From a clinical perspective, alterations in both ER stress and senescence have been associated with alterations in endometrial receptivity and early pregnancy. In this sense, inhibition of IRE1α endonuclease activity in decidualized cells reduced the ability of trophoblast cells to expand over them in an in vitro model 8. This enzymatic activity controls the cytosolic splicing of XBP1 mRNA, which is a key feature of the UPR process. Interestingly, endometrial samples from patients with Recurrent Implantation Failure show lower levels of the spliced XBP1 mRNA compared to fertile women, suggesting that mild UPR levels are needed for a proper endometrial receptivity 8. On the other hand, patients with Recurrent Pregnancy Loss (RPL) display an aberrant decidual response as well as uNK cell deficiency, which might be associated to impaired clearance of senescent cells 18. The accumulation of senescent cells promotes a persistent inflammation via continuous production of the SASP, socalled bystander senescence, which underpins a pathological process with a gradual loss of organ function. In addition, biosensing of soluble signals from low fitness embryos inhibits uNK cell-dependent removal of senescent decidual cells 26.

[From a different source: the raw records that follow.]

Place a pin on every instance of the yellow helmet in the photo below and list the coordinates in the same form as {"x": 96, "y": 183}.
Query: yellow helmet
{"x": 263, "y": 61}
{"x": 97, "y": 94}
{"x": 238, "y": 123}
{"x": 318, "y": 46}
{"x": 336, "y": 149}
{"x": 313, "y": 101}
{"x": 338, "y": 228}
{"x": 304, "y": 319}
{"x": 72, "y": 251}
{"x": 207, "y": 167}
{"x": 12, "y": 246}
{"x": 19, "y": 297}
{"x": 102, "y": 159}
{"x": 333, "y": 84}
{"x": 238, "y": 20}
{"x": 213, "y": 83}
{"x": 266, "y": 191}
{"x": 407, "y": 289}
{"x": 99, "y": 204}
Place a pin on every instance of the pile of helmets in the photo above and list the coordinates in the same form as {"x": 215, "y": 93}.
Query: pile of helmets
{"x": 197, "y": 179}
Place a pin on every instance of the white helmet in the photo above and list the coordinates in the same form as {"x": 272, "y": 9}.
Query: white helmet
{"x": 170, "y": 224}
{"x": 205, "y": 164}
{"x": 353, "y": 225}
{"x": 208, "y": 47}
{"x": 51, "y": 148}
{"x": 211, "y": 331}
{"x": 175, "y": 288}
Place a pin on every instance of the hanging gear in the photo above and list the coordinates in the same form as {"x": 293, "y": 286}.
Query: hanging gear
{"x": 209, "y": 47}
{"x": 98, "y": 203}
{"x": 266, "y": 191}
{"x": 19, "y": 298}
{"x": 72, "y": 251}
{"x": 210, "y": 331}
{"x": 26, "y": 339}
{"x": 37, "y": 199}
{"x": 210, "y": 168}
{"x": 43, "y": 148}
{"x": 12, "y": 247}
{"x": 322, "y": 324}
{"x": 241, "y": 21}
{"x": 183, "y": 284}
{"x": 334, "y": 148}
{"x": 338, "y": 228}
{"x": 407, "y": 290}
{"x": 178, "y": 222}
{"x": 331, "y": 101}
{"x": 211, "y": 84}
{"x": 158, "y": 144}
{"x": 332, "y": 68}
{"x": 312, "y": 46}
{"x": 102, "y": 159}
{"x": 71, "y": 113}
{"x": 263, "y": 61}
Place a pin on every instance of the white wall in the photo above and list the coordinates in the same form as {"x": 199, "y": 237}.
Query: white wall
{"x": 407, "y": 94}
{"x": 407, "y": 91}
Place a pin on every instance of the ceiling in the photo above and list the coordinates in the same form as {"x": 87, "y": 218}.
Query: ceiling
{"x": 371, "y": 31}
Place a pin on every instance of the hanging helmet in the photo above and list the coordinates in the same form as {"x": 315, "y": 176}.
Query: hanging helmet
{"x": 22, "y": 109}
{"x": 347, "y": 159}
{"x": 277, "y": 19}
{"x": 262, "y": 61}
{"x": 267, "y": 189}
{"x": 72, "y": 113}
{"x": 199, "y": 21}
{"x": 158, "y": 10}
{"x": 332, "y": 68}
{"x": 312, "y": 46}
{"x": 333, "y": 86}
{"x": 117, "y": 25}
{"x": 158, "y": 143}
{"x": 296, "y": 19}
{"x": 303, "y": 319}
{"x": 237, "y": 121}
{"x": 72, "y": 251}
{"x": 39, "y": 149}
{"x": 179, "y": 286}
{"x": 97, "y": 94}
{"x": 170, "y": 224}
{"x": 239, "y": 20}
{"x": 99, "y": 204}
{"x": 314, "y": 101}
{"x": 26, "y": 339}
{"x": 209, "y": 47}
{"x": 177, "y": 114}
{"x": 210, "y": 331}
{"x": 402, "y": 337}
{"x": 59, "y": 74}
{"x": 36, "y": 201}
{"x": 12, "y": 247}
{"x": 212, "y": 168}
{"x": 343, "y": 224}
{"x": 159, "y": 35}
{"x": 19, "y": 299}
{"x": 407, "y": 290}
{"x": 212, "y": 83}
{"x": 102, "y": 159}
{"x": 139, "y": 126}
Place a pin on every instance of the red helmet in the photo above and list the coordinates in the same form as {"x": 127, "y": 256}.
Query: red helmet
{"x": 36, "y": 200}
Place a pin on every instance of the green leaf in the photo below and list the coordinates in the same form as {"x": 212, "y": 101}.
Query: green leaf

The compromised balance between decidualized and senescent cells, as well as altered ER stress levels, might impact endometrial function. In this sense, HSPA5 knockdown impaired colonyforming unit activity of primary EnSC, indicative of loss of cellular plasticity. Interestingly, it has been shown that RPL is strongly associated with uterine stem cell deficiency, subsequently limiting differentiation potential, disturbing decidualization and leading to consecutive miscarriages 49. Moreover, decreased decidual senescence in the context of a clinical trial was associated to upregulated clonogenic capacity of EnSCs 50.
Together, our results show a key role for HSPA5/BiP in reprogramming EnSC and highlight the importance of constraining ER stress levels during this process. Considering the relevance of ER stress and senescence in endometrial homeostasis, as well as their role in fertility complications, the identification of HSPA5 in the control of the decidual pathway progression sets this chaperone as a potential key regulator of the endometrial function. Further studies are needed to elucidate its role in vivo and its prognostic value for endometrial receptivity.